授業中や座っているべきときに席を離れてしまうのですが・・・(※関連動画あり)
関連動画
こちらも併せてご覧ください。― 研修講義「(7)授業中や座っているべきときに席を離れてしまう子」
具体的なつまずきの例
ゆうじ君は、小学1年生の活発な男の子ですが、授業中や座っているべきときに自分の席を離れてしまうことがよくあり、先生からいつも注意をされています。
そこで、先生はアセスメント(子どもの様子をじっくりと見て、どんなことがこのつまずきに関連しているかを考えること)をしてみました。

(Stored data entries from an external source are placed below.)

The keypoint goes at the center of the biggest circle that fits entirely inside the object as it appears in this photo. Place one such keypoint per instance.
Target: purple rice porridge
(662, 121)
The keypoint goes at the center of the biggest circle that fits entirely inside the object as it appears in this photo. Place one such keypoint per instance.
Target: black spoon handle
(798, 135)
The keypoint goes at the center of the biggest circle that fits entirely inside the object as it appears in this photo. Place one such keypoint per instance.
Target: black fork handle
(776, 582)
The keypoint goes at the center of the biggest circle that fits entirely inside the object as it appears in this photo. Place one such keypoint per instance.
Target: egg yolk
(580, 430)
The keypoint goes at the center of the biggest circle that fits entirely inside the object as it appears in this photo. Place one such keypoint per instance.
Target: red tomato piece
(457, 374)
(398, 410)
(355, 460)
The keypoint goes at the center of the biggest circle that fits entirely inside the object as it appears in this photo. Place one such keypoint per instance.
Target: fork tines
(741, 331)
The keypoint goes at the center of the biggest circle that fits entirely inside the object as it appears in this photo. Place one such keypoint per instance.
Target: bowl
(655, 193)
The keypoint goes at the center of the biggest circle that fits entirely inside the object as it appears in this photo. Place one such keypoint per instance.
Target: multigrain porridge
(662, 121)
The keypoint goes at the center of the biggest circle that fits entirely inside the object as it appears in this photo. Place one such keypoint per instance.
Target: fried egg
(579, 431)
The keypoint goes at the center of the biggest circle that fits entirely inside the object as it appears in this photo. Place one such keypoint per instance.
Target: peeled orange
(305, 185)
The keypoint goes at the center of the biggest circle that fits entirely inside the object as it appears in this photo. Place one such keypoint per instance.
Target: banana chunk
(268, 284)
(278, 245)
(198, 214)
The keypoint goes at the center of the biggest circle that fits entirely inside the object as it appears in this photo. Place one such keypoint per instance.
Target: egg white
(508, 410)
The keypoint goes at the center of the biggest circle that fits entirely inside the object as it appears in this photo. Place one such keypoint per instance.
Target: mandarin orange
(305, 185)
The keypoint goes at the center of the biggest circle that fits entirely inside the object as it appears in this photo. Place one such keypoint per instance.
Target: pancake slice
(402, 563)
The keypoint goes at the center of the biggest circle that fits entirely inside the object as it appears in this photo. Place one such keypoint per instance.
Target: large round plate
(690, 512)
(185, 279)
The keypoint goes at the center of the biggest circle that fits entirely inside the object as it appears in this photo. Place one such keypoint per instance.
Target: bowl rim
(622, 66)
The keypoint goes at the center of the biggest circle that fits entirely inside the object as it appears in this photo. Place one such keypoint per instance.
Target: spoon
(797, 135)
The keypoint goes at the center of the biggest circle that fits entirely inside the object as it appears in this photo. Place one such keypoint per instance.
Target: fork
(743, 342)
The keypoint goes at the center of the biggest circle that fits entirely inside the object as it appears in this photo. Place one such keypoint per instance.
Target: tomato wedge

ほかの子どもがやっていることや持っているものが気になったり、掲示物に興味をもったりすると、それにひきつけられるように、つい立ち歩いてしまうようです。席に戻るように言うと、その指示には従うことはできますが、すぐまた同じような行動をとってしまいます。
ここで行われたアセスメントのポイント!
- どんな教科やどんな活動のときに離席等がみられるのか、丁寧にみていく
- ことばによる指示で行動を訂正できるのか、あるいはことばによる指示を何回か繰り返すとできるのか、補助がつかないと行動をコントロールできないのか等、条件を変えて実態を把握する
- 集中できることがあるはずなので、それを見つけ出す
推測できるつまずきの要因
- 視覚的あるいは聴覚的な刺激に影響を受けやすい
- 集中できる時間が短い
- 指示の内容を理解していない
指導編
具体的な指導・支援の例
アセスメントに基づいて、担任の先生は、次のような指導を行ってみました。
- 座席は窓側を避け一番前にする
- 授業中は、黒板だけが見えるように教室前面にカーテンをつける
- 全体に対する指示の場合も、必ずゆうじ君に対する個別の指示を組み合わせる
- 指示をなるべく具体的にする
- 授業を、読む・考える・操作する・書くというように流れを一定にし、それぞれ一つの作業を短時間で構成する
- 休み時間などに十分に体を動かす
- 立ち上がりそうなときにプリント配布の仕事を手伝ってもらうなど、ときには立ち歩きを認める
行った指導・支援の意味
座席は窓側を避け一番前にする
授業中は、黒板だけが見えるように教室前面にカーテンをつける
AとBは刺激の調整です。掲示物、外の景色、ほかの子どもの行動などの影響を受けやすいので、なるべく目に入らないようにする必要があります。できる範囲で工夫したいものです。
全体に対する指示の場合も、必ずゆうじ君に対する個別の指示を組み合わせる
指示をなるべく具体的にする
CとDは指示に関する配慮です。指示が分かっていない場合があります。全体の指示は自分に対するものではないと思ってしまうのかもしれません。必ず個別に指示するようにします。
授業を、読む・考える・操作する・書くというように流れを一定にし、それぞれ一つの作業を短時間で構成する
一つの作業に集中できる時間は、ほかの子どもと比較すると短時間です。その意味でEのようにモジュール化の必要性があります。
着席していることができたことをきちんと評価することが大切です。例えば補助員がついてうまく行動できたときでも、担任がきちんと評価し、みんなに分かるようにすることが大事です。
休み時間などに十分に体を動かす
立ち上がりそうなときにプリント配布の仕事を手伝ってもらうなど、ときには立ち歩きを認める
Fのように身体を十分に動かしてエネルギーの発散を考えることも重要でしょう。Gのようにいつも離席を止めるだけではなく、ときには許容することが大切なこともあります。そのほかに、校長先生や養護教諭、事務職員等に、あらかじめ用意しておいた手紙を届ける等の作業も考えられます。